# Project 1: Explanatory Data Analysis & Data Presentation (Movies Dataset)

# Project Brief for Self-Coders

Here you´ll have the opportunity to code major parts of Project 1 on your own. If you need any help or inspiration, have a look at the Videos or the Jupyter Notebook with the full code. <br> <br>
Keep in mind that it´s all about __getting the right results/conclusions__. It´s not about finding the identical code. Things can be coded in many different ways. Even if you come to the same conclusions, it´s very unlikely that we have the very same code. 

## Data Import and first Inspection

1. __Import__ the movies dataset from the CSV file "movies_complete.csv". __Inspect__ the data.

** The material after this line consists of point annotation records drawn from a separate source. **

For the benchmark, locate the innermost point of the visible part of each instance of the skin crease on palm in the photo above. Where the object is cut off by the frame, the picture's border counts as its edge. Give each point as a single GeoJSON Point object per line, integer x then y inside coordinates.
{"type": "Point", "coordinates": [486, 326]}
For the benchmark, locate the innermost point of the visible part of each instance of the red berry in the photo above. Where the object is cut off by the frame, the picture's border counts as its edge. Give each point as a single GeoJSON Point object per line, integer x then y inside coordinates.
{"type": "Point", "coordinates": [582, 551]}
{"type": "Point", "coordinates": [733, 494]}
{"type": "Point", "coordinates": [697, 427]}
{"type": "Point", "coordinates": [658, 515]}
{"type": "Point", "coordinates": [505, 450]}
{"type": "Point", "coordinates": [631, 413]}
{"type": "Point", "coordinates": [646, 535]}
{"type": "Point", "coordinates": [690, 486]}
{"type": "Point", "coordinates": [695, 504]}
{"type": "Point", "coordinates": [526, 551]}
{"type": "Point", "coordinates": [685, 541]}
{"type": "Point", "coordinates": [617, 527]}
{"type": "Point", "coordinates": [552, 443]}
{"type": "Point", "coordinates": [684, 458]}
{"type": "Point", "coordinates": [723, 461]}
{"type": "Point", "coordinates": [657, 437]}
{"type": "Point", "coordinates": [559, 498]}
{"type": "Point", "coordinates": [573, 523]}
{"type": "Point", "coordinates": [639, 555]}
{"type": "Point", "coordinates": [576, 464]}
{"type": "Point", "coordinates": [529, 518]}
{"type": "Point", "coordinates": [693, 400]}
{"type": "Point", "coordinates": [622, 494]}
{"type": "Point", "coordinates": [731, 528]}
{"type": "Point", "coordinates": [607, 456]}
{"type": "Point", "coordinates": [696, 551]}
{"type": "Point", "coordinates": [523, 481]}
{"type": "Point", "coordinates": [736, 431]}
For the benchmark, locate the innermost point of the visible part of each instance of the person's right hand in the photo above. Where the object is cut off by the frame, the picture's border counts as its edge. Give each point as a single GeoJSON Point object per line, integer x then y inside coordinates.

__Some additional information on Features/Columns__:

* **id:** The ID of the movie (clear/unique identifier).
* **title:** The Official Title of the movie.
* **tagline:** The tagline of the movie.
* **release_date:** Theatrical Release Date of the movie.
* **genres:** Genres associated with the movie.
* **belongs_to_collection:** Gives information on the movie series/franchise the particular film belongs to.
* **original_language:** The language in which the movie was originally shot in.
* **budget_musd:** The budget of the movie in million dollars.
* **revenue_musd:** The total revenue of the movie in million dollars.
* **production_companies:** Production companies involved with the making of the movie.
* **production_countries:** Countries where the movie was shot/produced in.
* **vote_count:** The number of votes by users, as counted by TMDB.
* **vote_average:** The average rating of the movie.
* **popularity:** The Popularity Score assigned by TMDB.
* **runtime:** The runtime of the movie in minutes.
* **overview:** A brief blurb of the movie.
* **spoken_languages:** Spoken languages in the film.
* **poster_path:** The URL of the poster image.
* **cast:** (Main) Actors appearing in the movie.
* **cast_size:** number of Actors appearing in the movie.
* **director:** Director of the movie.
* **crew_size:** Size of the film crew (incl. director, excl. actors).

In [2]:
import pandas as pd
from IPython.display import HTML
movies_data = pd.read_csv("../../data/movies_complete.csv",index_col='id',parse_dates=['release_date'])
movies_data.describe()

Unnamed: 0,budget_musd,revenue_musd,vote_count,vote_average,popularity,runtime,cast_size,crew_size
count,8854.0,7385.0,44691.0,42077.0,44691.0,43179.0,44691.0,44691.0
mean,21.669886,68.968649,111.653778,6.003341,2.95746,97.56685,12.47909,10.313643
std,34.359837,146.608966,495.322313,1.28106,6.040008,34.653409,12.124663,15.892154
min,1e-06,1e-06,0.0,0.0,0.0,1.0,0.0,0.0
25%,2.0,2.40542,3.0,5.3,0.402038,86.0,6.0,2.0
50%,8.2,16.872671,10.0,6.1,1.150055,95.0,10.0,6.0
75%,25.0,67.642693,35.0,6.8,3.768882,107.0,15.0,12.0
max,380.0,2787.965087,14075.0,10.0,547.488298,1256.0,313.0,435.0


In [3]:
subset = movies_data[['poster_path','title','revenue_musd']]
subset.columns = ['','title','revenue_musd']
HTML(subset.head(5).to_html(escape=False))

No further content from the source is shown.